Слушаю длинные гудки. Уже думаю, что никто не ответит, но внезапно по ту сторону становится очень шумно.
– Алё-малё…
– Лёха, это Богдан.
– Ооо, Сухоруков! Мы тебя потеряли, братское сердце. Вечеринка в самом разгаре. Девчонки, бассейн. Ты где?
– В Загадаево.
– Где-где?
– За-га-да-е-во. Деревня такая есть.
– Это прикол?
– Нет.
– Так ты в деревне? – орёт, переспрашивая. Чем дико меня бесит. – А чё ты к нам не приехал? Мы ждали тебя ждали…
– Тачка по пути накрылась, телефон сдох, – терпеливо объясняю одно и то же по третьему кругу. – Нужно вызвать завтра эвакуатор. Ну и меня забрать соответственно.
– Завтра? Первого января? Ты шутишь? – издаёт смешок.
– Нет, я не шучу.
– Слышь, Эмиль, это Сухоруков. И мне кажется, он под чем-то.
Закатываю глаза.
– Говорит, что он в деревне Забодаево, – старательно пересказывает наш диалог Разумовскому, и тот, к счастью, забирает у него трубу.
– Алло, Богдан. Что за дичь?
– Вы вытащите меня отсюда или нет? – уже начинаю злиться.
– Геолокацию кинешь?
– Адрес пойдёт?
– Давай.
– Оль, подскажи, какой у вас адрес? – обращаюсь к девчонке, разрезающей торт.
– Деревня Загадаево, улица Куклачёва, дом восемнадцать, – чеканит она без запинки. – После Сладкого переулка налево.
– Деревня Загадаево, улица Куклачёва, дом восемнадцать.
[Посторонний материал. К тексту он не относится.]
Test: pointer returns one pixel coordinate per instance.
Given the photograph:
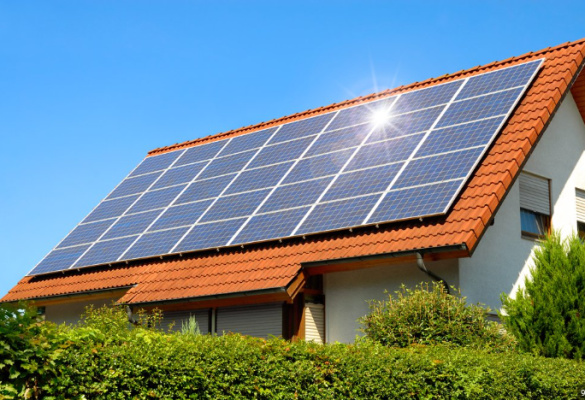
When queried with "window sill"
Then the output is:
(532, 236)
После Сладкого переулка налево, – повторяю за ней.
– Да ты угораешь… – теперь смеётся и Разумовский.
– Постарайтесь приехать завтра, – цежу в ответ, теряя терпение. – На худой конец второго. Ладно?
– Окей, замётано.
Отключаюсь.
– Идёшь пить чай? Или пойдёшь приляжешь? Выглядишь неважно.
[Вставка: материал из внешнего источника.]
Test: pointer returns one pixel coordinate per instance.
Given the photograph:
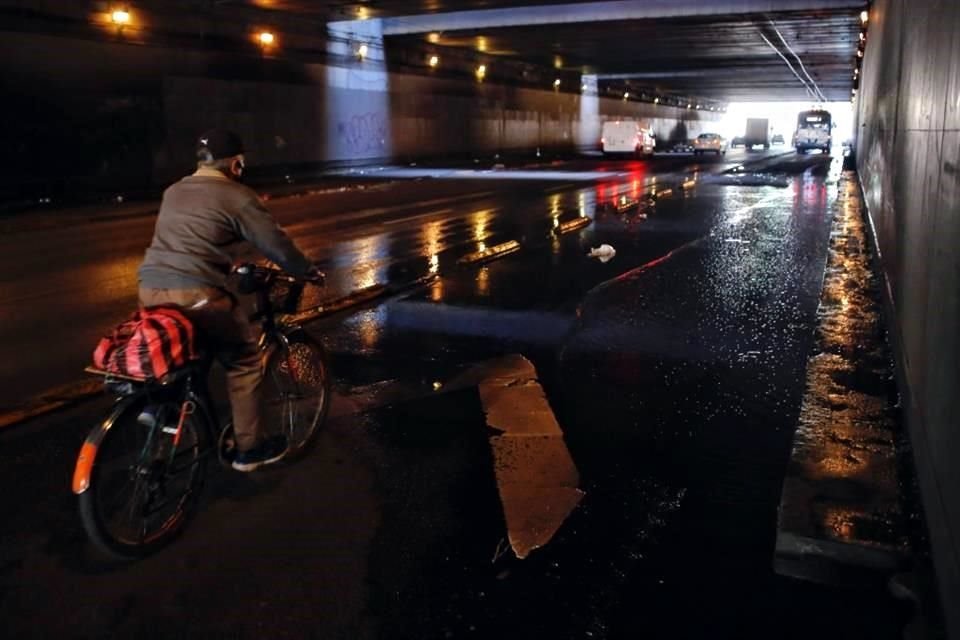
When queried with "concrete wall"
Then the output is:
(908, 151)
(88, 113)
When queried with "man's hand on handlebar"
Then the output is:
(315, 276)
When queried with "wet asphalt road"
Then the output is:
(675, 371)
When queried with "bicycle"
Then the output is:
(140, 471)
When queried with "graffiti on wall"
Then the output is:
(364, 133)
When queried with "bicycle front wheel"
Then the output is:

– Ну спасибо, Оль, – хмыкаю я.
Да уж. Дожился. Обычно девушки говорят не это.
– Я в том смысле, что тебе, наверное, тяжело так долго сидеть с нами за столом, – пытается перефразировать, но слово, как говорится, не воробей. Вылетит – не поймаешь. – Всё хорошо? Твои друзья приедут?
– Да, завтра или второго.
Она кивает. Дед ворчит что-то типа «лучше бы завтра».
– Пойду прилягу.
– Иди-иди, нам больше торта достанется.
Поджимаю губы и отмечаю про себя, что на «любезности» деда Корнея у меня уже потихоньку начинает вырабатываться своего рода иммунитет.
Собираюсь пойти в свою комнату, но неожиданно в зале появляется девчонка, одетая в снегурочку, следом за ней женщина постарше – ещё одна Снегурка и дед Мороз. С баяном, на котором он принимается задорно играть, растягивая меха.
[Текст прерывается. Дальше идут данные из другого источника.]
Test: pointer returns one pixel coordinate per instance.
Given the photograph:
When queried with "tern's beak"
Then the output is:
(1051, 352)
– Ну привет-привет, соседи!
Вас пришли мы поздравлять!
Будем щас вам петь частушки
И у ёлки танцевать! Уууууууууу ууууууууух! Давай, Сеня!
– Поздравляем, дед Корней,
И сообщаем дружно,
Мухомором года вы
Признаны заслуженно! Ээээээх! Ха!!!!! Ладно погнали по программе!
Запускали мы петарды
Ночью с праздничной веранды.
Подожгли ближайший лес –
Вызывали МЧС! Ииииииихаааааааааа!
– Дед-Мороза полюбила.
Ох, горячий он мужик!
Так меня поздравил мило,
Что родился Снеговик. Уууууууууууу ух! – заводит женщина, лихо приплясывая.
– Снеговик уснул в сугробе
Под метелью в белой робе.
Он от нас укрылся ловко,
Но торчит его морковка! Ииииииээээээээх! – продолжает девчонка.
Это что блин за на фиг???
В шоке и немом ступоре смотрю на происходящее.
– Нынче нравы стали грубы:
Дед Мороз бежит без шубы –
Дети вечером под аркой
Сняли в качестве подарка! – вперёд снова выходит женщина. Притопывает ногами. Пляшет.
– Будет год таким, как встретишь –
Говорит не зря народ.
В прошлый раз уснул под елкой –
На иголках целый год! – басит дед Мороз.
– Уууууууууууууууу ууууууууууух!
– Опа-опа-опа-опа-опа-па!
–Не ломайся, телевизор,
Просим тебя ласково.
В Новый год мы ждём сюрприза –
Пенья Коли Баскова! Трииииии хааааааааа!
Корней Степаныч кривится. Оля пляшет у ёлки с этими непонятными, странными людьми. Они всё поют и поют эти свои частушки, а мне вдруг начинает казаться, что кое-кто свыше реально решил капитально приколоться надо мной в эту новогоднюю ночь.
Ну потому что это просто звездец какой-то.
Звездец на улице Куклачёва.
Двойной звездец! Можно сказать, звездец в квадрате!